NetBSD Problem Report #39993
From bouyer@antioche.lip6.fr Fri Nov 21 11:33:09 2008
Return-Path: <bouyer@antioche.lip6.fr>
Received: from mail.netbsd.org (mail.netbsd.org [204.152.190.11])
by narn.NetBSD.org (Postfix) with ESMTP id 138DC63BD2D
for <gnats-bugs@gnats.NetBSD.org>; Fri, 21 Nov 2008 11:33:09 +0000 (UTC)
Message-Id: <200811211133.mALBX4Yi023716@antioche.lip6.fr>
Date: Fri, 21 Nov 2008 12:33:04 +0100 (MET)
From: bouyer@antioche.eu.org
Reply-To: bouyer@antioche.eu.org
To: gnats-bugs@gnats.NetBSD.org
Subject: lockup on i386 SMP (raidframe related ?)
X-Send-Pr-Version: 3.95
>Number: 39993
>Category: kern
>Synopsis: lockup on i386 SMP (raidframe related ?)
>Confidential: no
>Severity: critical
>Priority: high
>Responsible: kern-bug-people
>State: closed
>Class: sw-bug
>Submitter-Id: net
>Arrival-Date: Fri Nov 21 11:35:00 +0000 2008
>Closed-Date: Wed Jun 01 22:47:46 +0000 2016
>Last-Modified: Wed Jun 01 22:47:46 +0000 2016
>Originator: Manuel Bouyer
>Release: NetBSD 5.0_BETA
>Organization:
>Environment:
System: NetBSD antioche.lip6.fr 5.0_BETA NetBSD 5.0_BETA (ANTIOCHE5) #2: Thu Nov 20 23:55:28 CET 2008 bouyer@roll:/dsk/l1/misc/bouyer/tmp/i386/obj/dsk/l1/misc/bouyer/netbsd-5/src/sys/arch/i386/compile/ANTIOCHE5 i386
Architecture: i386
Machine: i386
>Description:
This system is a dual-CPU PIII system, with several SCSI disks on
multiple esiop controllers.

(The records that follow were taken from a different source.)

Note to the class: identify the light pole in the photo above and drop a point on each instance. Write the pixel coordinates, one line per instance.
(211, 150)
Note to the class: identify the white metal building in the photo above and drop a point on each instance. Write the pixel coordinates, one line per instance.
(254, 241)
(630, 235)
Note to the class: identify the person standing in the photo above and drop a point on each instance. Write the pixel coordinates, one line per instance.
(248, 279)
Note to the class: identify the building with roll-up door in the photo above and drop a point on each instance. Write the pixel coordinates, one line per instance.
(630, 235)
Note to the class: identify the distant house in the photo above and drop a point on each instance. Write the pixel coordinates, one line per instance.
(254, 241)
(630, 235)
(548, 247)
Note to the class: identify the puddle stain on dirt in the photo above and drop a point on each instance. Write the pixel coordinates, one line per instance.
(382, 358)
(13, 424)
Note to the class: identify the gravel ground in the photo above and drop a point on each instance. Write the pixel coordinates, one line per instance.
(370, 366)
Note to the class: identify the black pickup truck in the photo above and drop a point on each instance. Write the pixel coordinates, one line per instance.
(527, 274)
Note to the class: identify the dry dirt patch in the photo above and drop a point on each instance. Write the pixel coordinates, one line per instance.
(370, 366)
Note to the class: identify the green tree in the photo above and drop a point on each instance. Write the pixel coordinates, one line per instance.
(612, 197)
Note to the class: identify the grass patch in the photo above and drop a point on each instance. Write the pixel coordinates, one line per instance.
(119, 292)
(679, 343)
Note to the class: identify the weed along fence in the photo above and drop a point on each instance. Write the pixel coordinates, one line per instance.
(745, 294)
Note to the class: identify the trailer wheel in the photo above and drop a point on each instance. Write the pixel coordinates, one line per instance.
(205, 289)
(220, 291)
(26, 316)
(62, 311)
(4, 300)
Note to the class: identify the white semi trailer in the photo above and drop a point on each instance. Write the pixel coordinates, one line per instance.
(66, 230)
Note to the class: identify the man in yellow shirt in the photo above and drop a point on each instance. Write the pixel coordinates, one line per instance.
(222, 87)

Some of them are part of raid-1
raidframe volume (2 disks per volume). A SMP kernel will lookup
within minutes after boot, under I/O load. The system is unresponsive
to network or console (no ping, and no characters echoed on serial
console) but I could enter ddb using cnmagic sequence. Here's
what I found from ddb:
fatal breakpoint trap in supervisor mode
trap type 1 code 0 eip c03aabec cs 8 eflags 202 cr2 bb504000 ilevel 8
Stopped in pid 0.4 (system) at netbsd:breakpoint+0x4: popl %ebp
db{0}> tr
breakpoint(0,3f8,0,6,ca7953c0,cbd01900,cbb5beb0,c1540010,c1541000,7fa) at netbsd:breakpoint+0x4
comintr(cbd017f4,cbb5bec0,6,10,c04f0030,cbb50010,c04f0010,c04f4800,1,cbb5bf4c) at netbsd:comintr+0x566
Xintr_ioapic_edge4() at netbsd:Xintr_ioapic_edge4+0xa9
--- interrupt ---
fatal page fault in supervisor mode
trap type 6 code 0 eip c03ad04f cs 8 eflags 10206 cr2 3e ilevel 8
kernel: supervisor trap page fault, code=0
Faulted in DDB; continuing...
db{0}> mach cpu 1
using CPU 1
db{0}> tr
__cpu_simple_lock(c1702c40,c15a99f8,0,0,c15560d8,c15560d0,0,c1556000,c01c52c0, cc5a2d20) at netbsd:__cpu_simple_lock+0x1c
rf_RaidIOThread(c1556000,0,c01002a7,0,c01002a7,0,0,0,0,0) at netbsd:rf_RaidIOThread+0x7f
rf_RaidIOThread+0x7f is:
0xc01c533f is in rf_RaidIOThread (/dsk/l1/misc/bouyer/netbsd-5/src/sys/dev/raidf
rame/rf_engine.c:863).
858 /* See what I/Os, if any, have arrived */
859 while ((req = TAILQ_FIRST(&(raidPtr->iodone))) != NULL) {
860 TAILQ_REMOVE(&(raidPtr->iodone), req, iodone_entries);
861 simple_unlock(&(raidPtr->iodone_lock));
862 rf_DiskIOComplete(req->queue, req, req->error);
863 (req->CompleteFunc) (req->argument, req->error);
864 simple_lock(&(raidPtr->iodone_lock));
865 }
0xc01c5324 <rf_RaidIOThread+100>: call 0xc010cd90 <__cpu_simple_unlock>
0xc01c5329 <rf_RaidIOThread+105>: mov 0x70(%ebx),%eax
0xc01c532c <rf_RaidIOThread+108>: mov 0x58(%ebx),%edx
0xc01c532f <rf_RaidIOThread+111>: mov %ebx,0x4(%esp)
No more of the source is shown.